World roundup: July 2 2025
Stories from Israel-Palestine, South Sudan, Haiti, and elsewhere
TODAY IN HISTORY
July 2, 1582: Two vassals of the deceased Japanese daimyō Oda Nobunaga, Akechi Mitsuhide and Toyotomi Hideyoshi, meet at the Battle of Yamazaki, with Hideyoshi’s army emerging victorious. Hideyoshi thus exacted vengeance for Mitsuhide’s rebellion, during which Nobunaga had committed suicide on June 21. Effective political authority passed from the Oda clan to the Toyotomi clan, where it resided until Tokugawa Ieyasu took it from them in 1600.

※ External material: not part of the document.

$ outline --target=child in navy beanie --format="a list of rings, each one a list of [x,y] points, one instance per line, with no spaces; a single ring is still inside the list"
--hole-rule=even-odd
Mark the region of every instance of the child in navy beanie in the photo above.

July 2, 1853: Citing the Ottomans’ supposed failure to protect Christian religious sites as a pretext, Russian Tsar Nicolas I sends an army across the Pruth River to occupy Moldavia and Wallachia, both nominally still Ottoman territories. Nicolas assumed that the European powers would not begrudge him a little annexation, as a treat. He was wrong, and the Crimean War ensued.
MIDDLE EAST
ISRAEL-PALESTINE
Hamas officials said on Wednesday that they are reviewing the latest Gaza ceasefire proposal and are discussing ways to “bridge gaps” with Egyptian and Qatari mediators. Late Tuesday in the US, Donald Trump declared that the Israeli government “has agreed to the necessary conditions to finalize the 60 Day CEASEFIRE,” an impressive bit of word salad even by his prodigious standards. It may be worth noting that nobody in the Israeli government has really spoken about this alleged breakthrough except in cryptic terms, leaving open the possibility that this is all a diplomatic charade of some sort. In the meantime, the Israeli military (IDF) killed at least 78 people in Gaza on Wednesday. That number includes the director of Gaza’s Indonesian Hospital, Marwan al-Sultan, killed along with his wife and children in an IDF airstrike on his home.